HOUSTON, TX (03/31/2016) — A 17-year-old girl from Texas is the latest victim killed by a defective Takata airbag, which detonated during a moderate rear-end collision.
According to Reuters, 17-year-old Huma Hanif was killed on March 31st, 2016 by a defective Takata air bag which was equipped in her 2002 Honda Civic.
“A piece of the metal fragment was found lodged in her neck,” said Fort Bend County Sheriff Troy Nehls. “Our investigation also revealed the metal fragment came from the air bag.”
Sheriff’s Deputy Danny Beckworth stated that Hanif was driving her Honda when she rear-ended another vehicle, causing the air bags to detonate. Shrapnel from the air bag hit her in the neck, killing her. Officials reported that Hanif was wearing seat belt, and the accident only resulted in moderate damage.
“Everybody should have walked away from this,” Fort Bend County Sheriff’s Deputy Danny Beckwith told Reuters.
This untimely death is the result of a malfunctioning air bag inflator, which has claimed the lives of at least 10 people in the United States and another in Malaysia.
An additional 100+ people have suffered injuries due to these defective inflators. The airbag inflators have been known to explode with excessive force, causing the metal canister break apart and send jagged shrapnel toward drivers and passengers.
At this time, 14 auto manufacturers have issued recalls on ~34 million U.S. vehicles to replace the defective Takata airbag inflators, which are powered by the chemical ammonium nitrate. Scientists hired by a consortium of automakers have found that prolonged exposure to airborne moisture and high temperatures can cause the chemical to deteriorate, making it unstable.

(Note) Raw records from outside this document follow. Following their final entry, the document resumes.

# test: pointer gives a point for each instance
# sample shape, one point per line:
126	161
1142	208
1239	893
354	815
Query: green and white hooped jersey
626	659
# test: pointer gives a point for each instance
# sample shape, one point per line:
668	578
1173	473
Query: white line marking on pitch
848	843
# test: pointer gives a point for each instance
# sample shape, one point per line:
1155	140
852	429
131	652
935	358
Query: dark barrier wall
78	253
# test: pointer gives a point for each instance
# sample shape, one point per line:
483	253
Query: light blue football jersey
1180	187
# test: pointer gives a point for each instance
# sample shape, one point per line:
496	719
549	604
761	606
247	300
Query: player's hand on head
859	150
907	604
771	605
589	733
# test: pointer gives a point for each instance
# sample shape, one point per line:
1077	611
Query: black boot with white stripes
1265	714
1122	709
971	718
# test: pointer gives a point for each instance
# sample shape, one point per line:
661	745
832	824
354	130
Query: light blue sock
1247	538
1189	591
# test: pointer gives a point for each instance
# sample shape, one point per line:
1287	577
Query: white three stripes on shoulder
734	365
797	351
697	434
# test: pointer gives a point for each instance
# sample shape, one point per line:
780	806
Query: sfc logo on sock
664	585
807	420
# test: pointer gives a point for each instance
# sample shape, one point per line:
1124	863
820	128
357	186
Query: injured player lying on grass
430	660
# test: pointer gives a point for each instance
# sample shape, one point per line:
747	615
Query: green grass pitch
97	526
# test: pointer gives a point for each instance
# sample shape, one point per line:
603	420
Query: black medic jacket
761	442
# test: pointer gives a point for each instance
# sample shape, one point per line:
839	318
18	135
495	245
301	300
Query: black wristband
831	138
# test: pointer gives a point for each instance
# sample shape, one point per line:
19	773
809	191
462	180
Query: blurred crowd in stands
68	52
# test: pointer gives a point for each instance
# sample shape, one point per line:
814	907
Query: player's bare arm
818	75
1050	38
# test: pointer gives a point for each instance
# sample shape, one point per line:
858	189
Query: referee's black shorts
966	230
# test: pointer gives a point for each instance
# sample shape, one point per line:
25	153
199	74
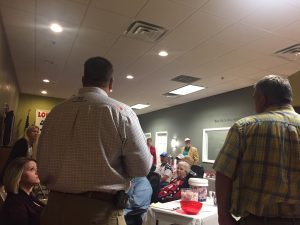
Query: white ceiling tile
266	62
269	44
96	37
106	21
18	24
27	6
290	31
164	13
196	29
238	35
61	10
192	3
286	69
82	51
125	51
149	62
128	8
269	15
232	10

The Civic involved in this collision was first recalled in 2011, but the vehicle was never repaired. Recall notices may have been mailed out to Hanif’s last known address, but it is unclear if she had recieved any notice at all. Bryan Thomas—a spokesman for the U.S. National Highway Traffic Safety Administration (NHTSA)—states that auto manufacturers need to do more than mail notices. “Automakers need to get creative and more aggressive about how they’re reaching these vehicle owners,” Thomas said.
The NHTSA reported that anyone can access their website to check if a particular model qualifies for a recall repair. If it is, those owners can take the car to a dealership and have it fixed free of charge. It’s worth noting that some drivers have reported that the repair is not always available, and that some dealerships simply cannot get enough replacement airbags to meet demand.
“I would just like to urge everyone, regardless of whether or not you receive a recall notice, if you have a car that has a defective air bag, get it fixed before you lose a loved one,” Faizon Hanif, the victim’s brother, said.